De l'Allemagne; t. 2
CHAPITRE XIV
Du principe de la morale, dans la nouvelle philosophie
allemande.
La philosophie idéaliste tend par sa nature à réfuter la morale fondée sur l’intérêt particulier ou national ; elle n’admet point que le bonheur temporel soit le but de notre existence, et, ramenant tout à la vie de l’âme, c’est à l’exercice de la volonté et de la vertu qu’elle rapporte nos actions et nos pensées. Les ouvrages que Kant a écrits sur la morale ont une réputation au moins égale à ceux qu’il a composés sur la métaphysique.
Deux penchants distincts, dit-il, se manifestent dans l’homme : l’intérêt personnel, qui lui vient de l’attrait des sensations, et la justice universelle, qui tient à ses rapports avec le genre humain et la Divinité ; entre ces deux mouvements la conscience décide ; elle est comme Minerve, qui faisait pencher la balance lorsque les voix étaient partagées dans l’aréopage. Les opinions les plus opposées n’ont-elles pas des faits pour appui ? Le pour et le contre ne seraient-ils pas également vrais, si la conscience ne portait pas en elle la suprême certitude ?

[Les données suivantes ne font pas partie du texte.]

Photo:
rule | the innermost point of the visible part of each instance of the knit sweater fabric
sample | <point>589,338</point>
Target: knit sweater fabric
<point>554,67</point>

L’homme placé entre des arguments visibles et presque égaux, que lui adressent en faveur du bien et du mal les circonstances de la vie, l’homme a reçu du ciel, pour se décider, le sentiment du devoir. Kant cherche à démontrer que ce sentiment est la condition nécessaire de notre être moral, la vérité qui a précédé toutes celles dont on acquiert la connaissance par la vie. Peut-on nier que la conscience n’ait bien plus de dignité quand on la croit une puissance innée, que quand on voit en elle une faculté acquise, comme toutes les autres, par l’expérience et l’habitude ? et c’est en cela surtout que la métaphysique idéaliste exerce une grande influence sur la conduite morale de l’homme : elle attribue la même force primitive à la notion du devoir qu’à celle de l’espace et du temps, et les considérant toutes deux comme inhérentes à notre nature, elle n’admet pas plus de doute sur l’une que sur l’autre.

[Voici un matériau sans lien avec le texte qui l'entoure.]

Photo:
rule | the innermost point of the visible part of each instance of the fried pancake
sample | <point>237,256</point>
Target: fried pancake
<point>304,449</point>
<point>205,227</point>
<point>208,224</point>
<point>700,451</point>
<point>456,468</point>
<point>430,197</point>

Toute estime pour soi-même et pour les autres doit être fondée sur les rapports qui existent entre les actions et la loi du devoir ; cette loi ne tient en rien au besoin du bonheur ; au contraire, elle est souvent appelée à le combattre. Kant va plus loin encore ; il affirme que le premier effet du pouvoir de la vertu est de causer une noble peine par les sacrifices qu’elle exige.

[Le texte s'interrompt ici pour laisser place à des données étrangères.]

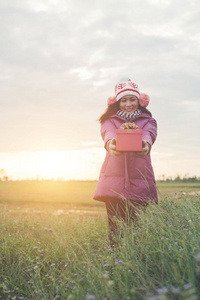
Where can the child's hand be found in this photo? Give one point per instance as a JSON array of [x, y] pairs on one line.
[[111, 147]]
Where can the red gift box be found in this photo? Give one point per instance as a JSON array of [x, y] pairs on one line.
[[129, 139]]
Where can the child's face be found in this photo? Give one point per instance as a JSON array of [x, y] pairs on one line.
[[129, 103]]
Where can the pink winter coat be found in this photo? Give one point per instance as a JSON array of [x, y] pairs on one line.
[[127, 175]]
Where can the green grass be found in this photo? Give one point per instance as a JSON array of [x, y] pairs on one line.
[[44, 255]]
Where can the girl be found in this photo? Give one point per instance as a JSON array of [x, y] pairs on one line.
[[126, 179]]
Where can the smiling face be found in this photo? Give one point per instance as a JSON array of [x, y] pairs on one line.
[[129, 103]]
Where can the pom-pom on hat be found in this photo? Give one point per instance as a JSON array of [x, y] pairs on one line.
[[111, 100], [126, 87], [144, 100]]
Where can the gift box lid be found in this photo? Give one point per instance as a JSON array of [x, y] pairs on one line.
[[129, 131]]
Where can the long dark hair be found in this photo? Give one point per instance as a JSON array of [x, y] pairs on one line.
[[113, 108]]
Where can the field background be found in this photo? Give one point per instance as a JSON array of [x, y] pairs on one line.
[[69, 194]]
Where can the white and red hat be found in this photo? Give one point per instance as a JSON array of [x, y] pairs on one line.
[[126, 87]]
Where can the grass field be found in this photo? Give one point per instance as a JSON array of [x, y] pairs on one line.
[[53, 245]]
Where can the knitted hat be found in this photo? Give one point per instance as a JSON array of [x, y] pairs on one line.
[[126, 87]]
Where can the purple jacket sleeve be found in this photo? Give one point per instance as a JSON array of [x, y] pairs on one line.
[[150, 131], [108, 131]]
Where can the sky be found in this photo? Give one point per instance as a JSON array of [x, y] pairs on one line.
[[60, 61]]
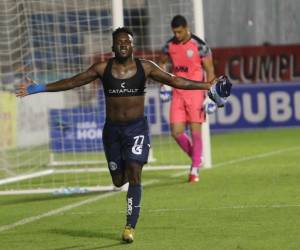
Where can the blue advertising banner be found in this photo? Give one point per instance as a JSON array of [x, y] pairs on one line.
[[259, 106], [249, 106], [77, 129]]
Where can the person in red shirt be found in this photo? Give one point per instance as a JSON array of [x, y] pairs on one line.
[[191, 58]]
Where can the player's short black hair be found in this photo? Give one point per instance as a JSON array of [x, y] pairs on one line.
[[121, 30], [178, 21]]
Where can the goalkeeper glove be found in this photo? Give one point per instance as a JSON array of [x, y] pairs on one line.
[[36, 88], [209, 106], [220, 90], [165, 93]]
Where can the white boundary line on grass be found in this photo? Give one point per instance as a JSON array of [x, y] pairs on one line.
[[246, 158], [103, 196], [63, 209]]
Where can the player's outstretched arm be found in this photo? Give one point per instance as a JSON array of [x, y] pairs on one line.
[[159, 75], [30, 87]]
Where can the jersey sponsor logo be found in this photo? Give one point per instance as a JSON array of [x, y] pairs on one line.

La destination de l’homme sur cette terre n’est pas le bonheur, mais le perfectionnement. C’est en vain que, par un jeu puéril, on dirait que le perfectionnement est le bonheur ; nous sentons clairement la différence qui existe entre les jouissances et les sacrifices ; et si le langage voulait adopter les mêmes termes pour des idées si peu semblables, le jugement naturel ne s’y laisserait pas tromper.
On a beaucoup dit que la nature humaine tendait au bonheur : c’est là son instinct involontaire ; mais son instinct réfléchi, c’est la vertu. En donnant à l’homme très peu d’influence sur son propre bonheur, et des moyens sans nombre de se perfectionner, l’intention du Créateur n’a pas été sans doute que l’objet de notre vie fût un but presque impossible. — Consacrez toutes vos forces à vous rendre heureux, modérez votre caractère, si vous le pouvez, de manière que vous n’éprouviez pas ces vagues désirs auxquels rien ne peut suffire ; et, malgré toute cette sage combinaison de l’égoïsme, vous serez malade, vous serez ruiné, vous serez emprisonné, et tout l’édifice de vos soins pour vous-même sera renversé.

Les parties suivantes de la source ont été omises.